One Reply to “Working to understand and conserve genetic diversity”

  1. The “work blog” refers to the multi-authored Science paper which claims:

    • “…multiple goals are required because of nature’s complexity…”
    • The CBD process has already set such clear vision: “living in harmony with nature.”

    There is a fatal misunderstanding of how diversity is package in nature, dependent, to a large extent, on environmental selection pressure. In 1977 Grime published a key paper on “three primary strategies in plants” (American Naturalist 111, 1169-94). These were plant responses (1) to competition, (2) to unproductive conditions of stress, and (3) to disturbance. In the triangle of these forces the points of the triangle were the positions of greatest selection pressure – and, therefore, of vegetation with the fewest species. At strong selection pressure only one species – the monodominant – can survive. [Of course, at greater selection pressure no plant species whatever can survive and we have bare ground.]

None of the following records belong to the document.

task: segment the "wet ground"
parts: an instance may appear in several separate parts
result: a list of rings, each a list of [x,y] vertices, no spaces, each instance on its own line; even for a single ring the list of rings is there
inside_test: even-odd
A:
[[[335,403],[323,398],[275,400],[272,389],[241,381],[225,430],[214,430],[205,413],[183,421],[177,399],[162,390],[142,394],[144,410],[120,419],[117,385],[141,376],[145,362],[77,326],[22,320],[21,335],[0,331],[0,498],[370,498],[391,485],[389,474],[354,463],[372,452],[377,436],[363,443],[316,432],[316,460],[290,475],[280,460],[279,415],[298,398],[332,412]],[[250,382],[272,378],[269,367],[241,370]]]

    The CBD process ignores the value of monodominant species and insists that nature is always complex. It isn’t. And it is the simpler bits that are the more important. Grimes type (2) is vastly important for ecosystem services in unproductive conditions. Specialised plant families have adapted to marginal conditions and form monodominant vegetation. For example, sea grasses dominate the more exposed intertidal mud flats and bind silt (Families Posidoniaceae, Zosteraceae, Hydrocharitaceae and Cymodoceaceae). Mangroves dominate sheltered mud flats and are key to protect coastlines (Families Avicenniaceae, Combretaceae, Arecaceae, Rhizophoraceae and Lythraceae – with multiple genera). There are hundreds of other examples of extreme plant adaptation leading to monodominance.

    For agriculture, Grimes type (3) is also of extreme importance: environmental disturbance has underpinned the evolution of monodominant cereal wild relatives and directly lead to crop domestication and the cultivation of crop monocultures. The first three cereals evolved from their wild relatives in (roughly) the Fertile Crescent. The level of disturbance is profound. There are three or more Continental Plates colliding, there is a big Rift Valley, there are multiple Phytogeographic Zones in close proximity, there are two climate zones (Mediterranean and Monsoon), there is vulcanism and (we think) a natural fire regime that favours annual large-seeded species that have adaptive mechanisms to bury large seed. The take home message is that cereal agriculture originated from monodominant species and not from “nature’s complexity” (at least, not from species complexity). The irony is that this specific eco-evolutionary heritage of seed burial mandates all that ploughing and tilling in agriculture to mimic the former natural disturbance, not least preventing competition from perennial species. This “copy-cat” human management post-domestication is as close as you can get to living in harmony with nature, far better than vague talk of agroecology.

    The main need is not the broad-brush conservation of genetic diversity but to focus on the conservation of the highly selected monodominant species that provide ecosystem services and lots of our food. The CBD has no clue on this. Unfortunately, neither has the ITPGRFA, which talks of: “maximizing intra- and inter-specific variation for the benefit of farmers.”